She was going to have to find someone to finish her dream room. Kacey had already told her she’d be home that next weekend and they’d find someone together. Her sister thought she was going to pay the second contractor, too, but she wasn’t. Lacey had enough in savings to build a whole new house if she wanted to. And she was going to stand firm on this one.
No more lying down in the middle of the road for her.
She didn’t kid herself into thinking she was suddenly going to be bright and bold and bitchy, or even anything close. She was who she was. She got mad and she got over it. But she was going to learn how to speak up for herself. To demand what she needed.
In a kind way, of course, because it wasn’t fair to those who cared about her if she didn’t. Kacey’s pain, her sister’s guilt, had been a real eye-opener to her. She’d set Kacey up for failure by not expressing her feelings until the one night they’d spilled over and ruined her sister’s world.
They were past that now. Had been over and over and over it all over and over and over again during their week together.
Avoiding the unfinished dream room, she passed through the kitchen and grabbed the key off the kitchen table, shoving it in the first drawer she came to, blinking back tears.
She’d made her ultimatum. He’d made his choice.
Neither one of them could take either back.
She’d been unfair to him. He’d been unfair to her, too. Neither of them could help who they were.
And if they couldn’t stand up for each other, they weren’t good for each other, either.
Promising herself that if she got through the night, the morning would be easier, she rolled her suitcase down the hall. She and Kacey had already talked everything through. She was going to unpack. Take a hot bath. Go to bed. Get up in the morning and go to work.
If she couldn’t get to sleep, she was going to call Kacey.
And on Friday, Kacey would be there, filling her home. Just as she’d filled Kacey’s the past week.
She flipped on the bedroom light.
Something wasn’t right.
Heart pounding, she froze, looking around. The room had been disturbed.
She didn’t have a gun. Her cell phone was still in her purse on the kitchen counter.
Had her bed been slept in?
Nothing else was out of place. Just the stripes on the comforter weren’t lined up along the edge of the mattress. And the pillows were wrong. Cases went on the bottom, shams on the top.
There were wrinkles, too. As though someone had climbed around after the bed was made.
She stepped farther into the room and peeked into the adjoining bathroom. A cartoon caricature bandage wrapper was in the trash.
A washcloth had been used, and there was a glob of toothpaste in the sink.

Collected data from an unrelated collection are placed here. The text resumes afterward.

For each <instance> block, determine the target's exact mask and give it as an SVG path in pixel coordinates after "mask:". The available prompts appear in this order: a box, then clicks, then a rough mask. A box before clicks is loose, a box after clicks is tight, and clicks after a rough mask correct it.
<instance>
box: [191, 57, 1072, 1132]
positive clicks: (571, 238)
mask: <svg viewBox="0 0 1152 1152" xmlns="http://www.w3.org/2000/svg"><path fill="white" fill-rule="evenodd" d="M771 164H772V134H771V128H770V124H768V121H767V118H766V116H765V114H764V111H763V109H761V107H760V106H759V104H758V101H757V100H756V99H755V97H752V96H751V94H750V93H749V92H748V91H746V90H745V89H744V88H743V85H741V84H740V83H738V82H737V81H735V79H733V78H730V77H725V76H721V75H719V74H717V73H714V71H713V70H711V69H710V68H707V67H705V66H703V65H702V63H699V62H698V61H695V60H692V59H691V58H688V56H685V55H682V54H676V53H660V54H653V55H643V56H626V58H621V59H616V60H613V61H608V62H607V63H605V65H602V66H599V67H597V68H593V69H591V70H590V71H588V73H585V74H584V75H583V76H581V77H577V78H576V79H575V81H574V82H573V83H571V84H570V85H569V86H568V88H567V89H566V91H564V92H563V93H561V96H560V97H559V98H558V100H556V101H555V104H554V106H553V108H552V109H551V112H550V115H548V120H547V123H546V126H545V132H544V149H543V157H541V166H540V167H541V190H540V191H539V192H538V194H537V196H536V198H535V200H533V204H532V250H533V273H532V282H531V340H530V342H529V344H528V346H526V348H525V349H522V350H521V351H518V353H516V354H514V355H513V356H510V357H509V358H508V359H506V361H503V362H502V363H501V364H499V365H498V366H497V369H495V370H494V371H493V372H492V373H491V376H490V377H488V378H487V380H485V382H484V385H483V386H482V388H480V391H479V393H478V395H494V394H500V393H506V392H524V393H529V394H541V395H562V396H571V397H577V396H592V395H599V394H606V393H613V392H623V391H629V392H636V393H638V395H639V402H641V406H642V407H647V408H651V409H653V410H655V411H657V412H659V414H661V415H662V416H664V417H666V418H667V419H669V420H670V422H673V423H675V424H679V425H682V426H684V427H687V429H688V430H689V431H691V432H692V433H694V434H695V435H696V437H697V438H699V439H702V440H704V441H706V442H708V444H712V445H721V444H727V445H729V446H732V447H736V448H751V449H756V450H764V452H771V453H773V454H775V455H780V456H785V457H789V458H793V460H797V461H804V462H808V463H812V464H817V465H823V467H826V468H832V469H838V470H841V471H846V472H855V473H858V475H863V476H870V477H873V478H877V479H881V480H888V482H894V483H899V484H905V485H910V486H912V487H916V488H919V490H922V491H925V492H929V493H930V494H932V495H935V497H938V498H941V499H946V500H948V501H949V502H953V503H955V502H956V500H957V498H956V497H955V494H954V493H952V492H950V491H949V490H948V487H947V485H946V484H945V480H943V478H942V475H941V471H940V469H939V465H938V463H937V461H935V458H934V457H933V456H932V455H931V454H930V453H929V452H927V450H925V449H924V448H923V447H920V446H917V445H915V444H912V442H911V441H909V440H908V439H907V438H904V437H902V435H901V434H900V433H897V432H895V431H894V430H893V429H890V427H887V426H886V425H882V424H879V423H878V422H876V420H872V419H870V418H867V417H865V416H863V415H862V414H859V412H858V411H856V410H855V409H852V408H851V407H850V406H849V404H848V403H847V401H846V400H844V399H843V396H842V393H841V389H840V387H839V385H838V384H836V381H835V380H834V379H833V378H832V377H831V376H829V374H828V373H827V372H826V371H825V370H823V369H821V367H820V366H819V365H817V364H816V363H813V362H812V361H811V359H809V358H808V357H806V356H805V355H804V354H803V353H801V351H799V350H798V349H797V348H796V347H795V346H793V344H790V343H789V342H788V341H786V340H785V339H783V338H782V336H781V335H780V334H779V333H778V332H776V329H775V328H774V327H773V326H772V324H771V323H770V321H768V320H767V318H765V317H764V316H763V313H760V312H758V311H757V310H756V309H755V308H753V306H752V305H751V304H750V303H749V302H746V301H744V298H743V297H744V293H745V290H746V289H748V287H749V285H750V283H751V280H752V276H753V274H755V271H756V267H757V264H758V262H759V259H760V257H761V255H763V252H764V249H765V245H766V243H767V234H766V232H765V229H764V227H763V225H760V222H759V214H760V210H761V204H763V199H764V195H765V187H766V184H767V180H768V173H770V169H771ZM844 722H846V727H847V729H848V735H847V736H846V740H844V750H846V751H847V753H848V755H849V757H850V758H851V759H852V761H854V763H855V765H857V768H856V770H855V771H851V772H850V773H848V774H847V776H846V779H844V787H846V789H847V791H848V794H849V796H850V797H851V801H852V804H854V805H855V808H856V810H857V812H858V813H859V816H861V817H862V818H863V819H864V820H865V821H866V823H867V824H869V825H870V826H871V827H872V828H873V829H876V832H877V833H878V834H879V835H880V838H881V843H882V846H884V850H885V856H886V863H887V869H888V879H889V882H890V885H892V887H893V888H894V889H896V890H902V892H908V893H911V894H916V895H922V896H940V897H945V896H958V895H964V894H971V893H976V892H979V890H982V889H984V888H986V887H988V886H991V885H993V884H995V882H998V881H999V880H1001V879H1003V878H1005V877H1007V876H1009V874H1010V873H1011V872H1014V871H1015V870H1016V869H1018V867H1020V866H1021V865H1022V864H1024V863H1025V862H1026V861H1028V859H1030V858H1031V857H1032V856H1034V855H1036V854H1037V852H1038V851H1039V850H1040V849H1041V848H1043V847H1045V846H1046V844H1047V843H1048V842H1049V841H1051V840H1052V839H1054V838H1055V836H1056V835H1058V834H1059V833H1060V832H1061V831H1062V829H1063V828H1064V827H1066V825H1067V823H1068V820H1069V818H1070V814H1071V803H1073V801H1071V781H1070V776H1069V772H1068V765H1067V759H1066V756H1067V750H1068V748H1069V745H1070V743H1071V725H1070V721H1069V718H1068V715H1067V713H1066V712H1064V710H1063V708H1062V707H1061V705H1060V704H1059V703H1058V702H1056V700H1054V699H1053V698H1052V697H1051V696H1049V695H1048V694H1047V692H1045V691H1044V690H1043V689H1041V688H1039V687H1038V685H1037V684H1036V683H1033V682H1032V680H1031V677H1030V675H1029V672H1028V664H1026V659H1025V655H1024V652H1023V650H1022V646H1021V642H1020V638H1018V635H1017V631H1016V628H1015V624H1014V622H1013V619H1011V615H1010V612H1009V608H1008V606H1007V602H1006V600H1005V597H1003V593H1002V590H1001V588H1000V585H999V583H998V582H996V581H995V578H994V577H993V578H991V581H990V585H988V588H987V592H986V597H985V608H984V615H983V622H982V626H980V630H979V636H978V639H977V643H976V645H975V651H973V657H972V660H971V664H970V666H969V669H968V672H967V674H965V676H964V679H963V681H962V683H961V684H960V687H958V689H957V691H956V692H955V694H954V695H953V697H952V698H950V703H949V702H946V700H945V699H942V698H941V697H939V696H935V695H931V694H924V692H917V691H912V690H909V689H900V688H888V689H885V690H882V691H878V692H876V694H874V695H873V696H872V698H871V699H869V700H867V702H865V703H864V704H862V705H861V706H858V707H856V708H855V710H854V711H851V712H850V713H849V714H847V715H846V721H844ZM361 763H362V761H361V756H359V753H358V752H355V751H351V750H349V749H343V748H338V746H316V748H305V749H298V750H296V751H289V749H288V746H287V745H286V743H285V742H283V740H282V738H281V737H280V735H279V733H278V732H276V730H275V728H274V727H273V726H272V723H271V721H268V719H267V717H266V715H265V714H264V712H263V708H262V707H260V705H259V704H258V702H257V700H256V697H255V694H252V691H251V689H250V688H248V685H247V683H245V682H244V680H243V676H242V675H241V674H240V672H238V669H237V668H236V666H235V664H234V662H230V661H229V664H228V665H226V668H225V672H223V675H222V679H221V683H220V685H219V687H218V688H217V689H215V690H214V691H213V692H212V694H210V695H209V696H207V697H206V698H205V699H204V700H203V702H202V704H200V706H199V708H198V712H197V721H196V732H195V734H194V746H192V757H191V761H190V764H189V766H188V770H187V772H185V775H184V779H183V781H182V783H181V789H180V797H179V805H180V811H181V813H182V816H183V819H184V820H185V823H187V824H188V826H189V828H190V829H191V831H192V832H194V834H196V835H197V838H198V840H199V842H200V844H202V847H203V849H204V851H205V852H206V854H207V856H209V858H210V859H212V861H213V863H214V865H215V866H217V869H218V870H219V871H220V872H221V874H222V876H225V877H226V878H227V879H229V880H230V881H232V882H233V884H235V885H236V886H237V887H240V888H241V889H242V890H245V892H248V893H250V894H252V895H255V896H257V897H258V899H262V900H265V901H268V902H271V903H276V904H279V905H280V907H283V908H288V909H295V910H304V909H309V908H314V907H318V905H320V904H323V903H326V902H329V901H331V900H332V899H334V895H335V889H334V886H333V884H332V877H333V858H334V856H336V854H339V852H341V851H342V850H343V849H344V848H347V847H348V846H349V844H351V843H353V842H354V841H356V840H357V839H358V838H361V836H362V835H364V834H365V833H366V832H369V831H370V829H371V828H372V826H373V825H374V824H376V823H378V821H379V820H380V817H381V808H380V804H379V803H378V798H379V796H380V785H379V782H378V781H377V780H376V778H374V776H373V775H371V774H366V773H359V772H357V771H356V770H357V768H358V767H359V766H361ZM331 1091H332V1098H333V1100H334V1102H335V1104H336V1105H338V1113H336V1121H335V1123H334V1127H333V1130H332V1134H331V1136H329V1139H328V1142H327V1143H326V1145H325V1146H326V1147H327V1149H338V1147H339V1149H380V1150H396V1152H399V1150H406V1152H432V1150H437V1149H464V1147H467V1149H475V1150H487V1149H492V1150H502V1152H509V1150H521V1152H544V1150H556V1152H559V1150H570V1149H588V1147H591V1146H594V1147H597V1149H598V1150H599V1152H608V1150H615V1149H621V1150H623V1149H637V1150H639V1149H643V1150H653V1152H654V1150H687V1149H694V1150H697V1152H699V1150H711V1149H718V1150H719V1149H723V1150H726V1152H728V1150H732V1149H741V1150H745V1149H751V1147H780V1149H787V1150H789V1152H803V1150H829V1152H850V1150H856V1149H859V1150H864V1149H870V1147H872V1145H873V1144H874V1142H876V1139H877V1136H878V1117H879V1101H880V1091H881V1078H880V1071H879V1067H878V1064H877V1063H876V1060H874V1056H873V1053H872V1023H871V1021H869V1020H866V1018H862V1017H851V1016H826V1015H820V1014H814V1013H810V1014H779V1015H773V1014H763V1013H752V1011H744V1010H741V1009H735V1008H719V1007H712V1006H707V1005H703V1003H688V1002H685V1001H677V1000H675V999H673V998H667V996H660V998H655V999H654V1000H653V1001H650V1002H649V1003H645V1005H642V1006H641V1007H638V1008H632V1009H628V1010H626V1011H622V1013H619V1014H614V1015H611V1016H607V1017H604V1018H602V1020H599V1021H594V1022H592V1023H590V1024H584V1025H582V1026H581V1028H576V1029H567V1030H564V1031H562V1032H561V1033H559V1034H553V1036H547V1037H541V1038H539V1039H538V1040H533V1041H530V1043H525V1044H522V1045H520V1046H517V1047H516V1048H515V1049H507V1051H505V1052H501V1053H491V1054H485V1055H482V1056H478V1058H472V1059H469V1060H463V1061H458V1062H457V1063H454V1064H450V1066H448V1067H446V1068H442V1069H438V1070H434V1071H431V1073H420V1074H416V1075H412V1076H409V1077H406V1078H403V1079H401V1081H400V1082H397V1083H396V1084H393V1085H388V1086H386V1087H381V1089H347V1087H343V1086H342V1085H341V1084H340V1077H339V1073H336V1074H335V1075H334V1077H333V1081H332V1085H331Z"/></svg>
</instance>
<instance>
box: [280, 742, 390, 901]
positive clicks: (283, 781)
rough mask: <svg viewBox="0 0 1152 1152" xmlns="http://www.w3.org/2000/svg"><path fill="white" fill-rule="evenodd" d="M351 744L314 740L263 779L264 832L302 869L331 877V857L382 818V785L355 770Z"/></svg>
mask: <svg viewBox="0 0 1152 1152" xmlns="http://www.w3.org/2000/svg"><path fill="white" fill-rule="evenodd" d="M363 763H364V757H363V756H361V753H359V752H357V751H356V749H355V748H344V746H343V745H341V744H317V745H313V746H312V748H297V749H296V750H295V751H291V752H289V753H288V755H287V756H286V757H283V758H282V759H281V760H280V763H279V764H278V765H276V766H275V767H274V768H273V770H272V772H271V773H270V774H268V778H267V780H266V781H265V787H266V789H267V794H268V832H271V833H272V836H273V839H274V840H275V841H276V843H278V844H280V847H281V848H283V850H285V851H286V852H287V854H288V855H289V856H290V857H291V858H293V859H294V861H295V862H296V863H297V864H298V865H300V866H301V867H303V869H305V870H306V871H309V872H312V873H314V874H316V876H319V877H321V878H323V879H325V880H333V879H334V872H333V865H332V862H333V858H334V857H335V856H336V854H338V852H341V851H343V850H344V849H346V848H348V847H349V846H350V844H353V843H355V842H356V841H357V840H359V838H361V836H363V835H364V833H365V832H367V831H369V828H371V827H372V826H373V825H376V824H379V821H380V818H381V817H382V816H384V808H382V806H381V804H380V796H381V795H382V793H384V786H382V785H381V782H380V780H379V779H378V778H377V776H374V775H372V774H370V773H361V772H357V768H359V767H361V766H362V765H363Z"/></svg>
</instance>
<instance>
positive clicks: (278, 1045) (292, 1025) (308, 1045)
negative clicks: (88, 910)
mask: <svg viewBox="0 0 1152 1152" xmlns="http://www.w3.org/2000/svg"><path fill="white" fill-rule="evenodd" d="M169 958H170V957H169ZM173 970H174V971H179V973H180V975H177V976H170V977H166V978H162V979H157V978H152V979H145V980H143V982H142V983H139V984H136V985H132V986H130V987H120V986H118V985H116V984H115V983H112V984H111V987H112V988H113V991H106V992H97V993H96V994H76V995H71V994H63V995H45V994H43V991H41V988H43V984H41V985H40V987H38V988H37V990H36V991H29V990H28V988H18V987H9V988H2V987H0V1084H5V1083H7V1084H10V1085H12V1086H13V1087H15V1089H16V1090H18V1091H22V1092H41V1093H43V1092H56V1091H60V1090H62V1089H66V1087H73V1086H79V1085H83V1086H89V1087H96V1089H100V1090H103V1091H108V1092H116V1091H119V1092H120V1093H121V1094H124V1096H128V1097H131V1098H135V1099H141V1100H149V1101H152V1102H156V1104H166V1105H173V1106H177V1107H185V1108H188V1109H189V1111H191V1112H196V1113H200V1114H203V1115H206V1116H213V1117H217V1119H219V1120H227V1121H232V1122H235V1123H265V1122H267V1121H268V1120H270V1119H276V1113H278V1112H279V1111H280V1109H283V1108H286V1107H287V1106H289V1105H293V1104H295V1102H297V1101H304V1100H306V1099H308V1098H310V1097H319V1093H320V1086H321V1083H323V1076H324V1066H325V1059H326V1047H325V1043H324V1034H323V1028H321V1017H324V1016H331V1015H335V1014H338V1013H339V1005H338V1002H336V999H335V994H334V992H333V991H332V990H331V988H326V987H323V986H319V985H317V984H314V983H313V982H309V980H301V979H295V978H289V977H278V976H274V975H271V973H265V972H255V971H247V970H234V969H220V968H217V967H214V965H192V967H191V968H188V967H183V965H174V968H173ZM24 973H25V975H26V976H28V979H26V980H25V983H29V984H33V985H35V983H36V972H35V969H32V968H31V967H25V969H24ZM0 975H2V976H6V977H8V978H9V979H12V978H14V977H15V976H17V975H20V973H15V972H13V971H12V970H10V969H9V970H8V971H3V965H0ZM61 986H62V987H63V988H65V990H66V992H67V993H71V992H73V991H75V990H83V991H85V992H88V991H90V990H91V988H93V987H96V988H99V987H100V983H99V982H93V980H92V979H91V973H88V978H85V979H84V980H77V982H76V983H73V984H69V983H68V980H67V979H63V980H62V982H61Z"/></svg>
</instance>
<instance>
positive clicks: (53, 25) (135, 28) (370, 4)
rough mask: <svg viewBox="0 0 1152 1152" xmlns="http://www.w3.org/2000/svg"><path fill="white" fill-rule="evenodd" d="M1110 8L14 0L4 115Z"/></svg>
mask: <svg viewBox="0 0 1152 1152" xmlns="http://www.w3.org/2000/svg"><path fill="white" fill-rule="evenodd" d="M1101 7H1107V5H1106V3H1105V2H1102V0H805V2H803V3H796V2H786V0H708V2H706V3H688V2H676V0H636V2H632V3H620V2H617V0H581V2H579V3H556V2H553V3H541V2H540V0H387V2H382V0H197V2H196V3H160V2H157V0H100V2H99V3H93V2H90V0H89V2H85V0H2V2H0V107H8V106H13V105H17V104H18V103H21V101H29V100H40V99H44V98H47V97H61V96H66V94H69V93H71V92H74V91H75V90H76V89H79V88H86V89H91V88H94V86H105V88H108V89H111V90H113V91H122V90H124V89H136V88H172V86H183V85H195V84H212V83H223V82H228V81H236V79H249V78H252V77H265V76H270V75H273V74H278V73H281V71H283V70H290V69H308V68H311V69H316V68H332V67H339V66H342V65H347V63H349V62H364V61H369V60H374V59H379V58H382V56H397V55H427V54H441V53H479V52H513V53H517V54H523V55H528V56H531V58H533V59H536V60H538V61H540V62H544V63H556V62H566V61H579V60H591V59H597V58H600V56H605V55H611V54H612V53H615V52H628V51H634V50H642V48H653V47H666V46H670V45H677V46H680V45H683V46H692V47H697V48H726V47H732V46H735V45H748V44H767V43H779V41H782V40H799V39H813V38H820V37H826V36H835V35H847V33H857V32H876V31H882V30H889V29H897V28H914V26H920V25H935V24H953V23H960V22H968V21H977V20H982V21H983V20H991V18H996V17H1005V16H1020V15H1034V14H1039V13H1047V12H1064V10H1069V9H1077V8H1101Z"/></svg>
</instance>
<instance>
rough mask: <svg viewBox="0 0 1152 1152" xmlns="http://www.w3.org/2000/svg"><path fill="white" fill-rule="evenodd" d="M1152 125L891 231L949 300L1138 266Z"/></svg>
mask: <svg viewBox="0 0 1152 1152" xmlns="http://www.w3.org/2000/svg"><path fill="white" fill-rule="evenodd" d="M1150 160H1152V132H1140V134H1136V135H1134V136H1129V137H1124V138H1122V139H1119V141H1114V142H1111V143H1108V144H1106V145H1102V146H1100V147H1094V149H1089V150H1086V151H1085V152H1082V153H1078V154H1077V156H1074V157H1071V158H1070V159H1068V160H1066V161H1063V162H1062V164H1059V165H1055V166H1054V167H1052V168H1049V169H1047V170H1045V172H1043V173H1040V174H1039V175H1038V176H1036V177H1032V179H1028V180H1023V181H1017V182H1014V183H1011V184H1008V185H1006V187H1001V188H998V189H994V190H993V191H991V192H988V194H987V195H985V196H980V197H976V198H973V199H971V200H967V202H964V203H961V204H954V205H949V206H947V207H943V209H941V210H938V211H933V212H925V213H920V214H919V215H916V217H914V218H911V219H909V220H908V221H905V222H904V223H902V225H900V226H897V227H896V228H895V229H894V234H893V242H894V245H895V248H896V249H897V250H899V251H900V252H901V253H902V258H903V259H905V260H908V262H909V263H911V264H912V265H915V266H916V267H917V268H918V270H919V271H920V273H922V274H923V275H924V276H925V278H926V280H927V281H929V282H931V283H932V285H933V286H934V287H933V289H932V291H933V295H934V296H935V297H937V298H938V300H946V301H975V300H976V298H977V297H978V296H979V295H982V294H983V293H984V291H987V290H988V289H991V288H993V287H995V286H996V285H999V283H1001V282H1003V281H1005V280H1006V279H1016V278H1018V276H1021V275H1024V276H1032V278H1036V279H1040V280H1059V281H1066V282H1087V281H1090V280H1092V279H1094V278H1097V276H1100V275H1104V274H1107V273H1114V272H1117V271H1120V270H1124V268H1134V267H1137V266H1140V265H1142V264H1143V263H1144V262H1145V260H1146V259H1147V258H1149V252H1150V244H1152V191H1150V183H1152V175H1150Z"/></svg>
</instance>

She definitely did not leave globs behind.
But Levi did.
Curious now, shaking, she moved through the house.
The bed in Kacey’s room was made. But equally disturbed. The spare bathroom didn’t look as though it had been touched. Except for the raised toilet seat.
The pillows on the living room couch were there, but not how she arranged them. The remote was on the left side of the table, not the right.
There were used glasses in the dishwasher that she hadn’t used. And paper plates in the trash.
Had Jem and Levi stayed at her house while she’d been gone? She supposed she should be mad about the intrusion. She wasn’t.
But she wanted to know why.
Attempting not to glance around the corner and down the hall from the kitchen toward the wall that was going to have an archway into her dream room, Lacey failed. She did a double take. There was an archway where an outside wall had been when she’d left.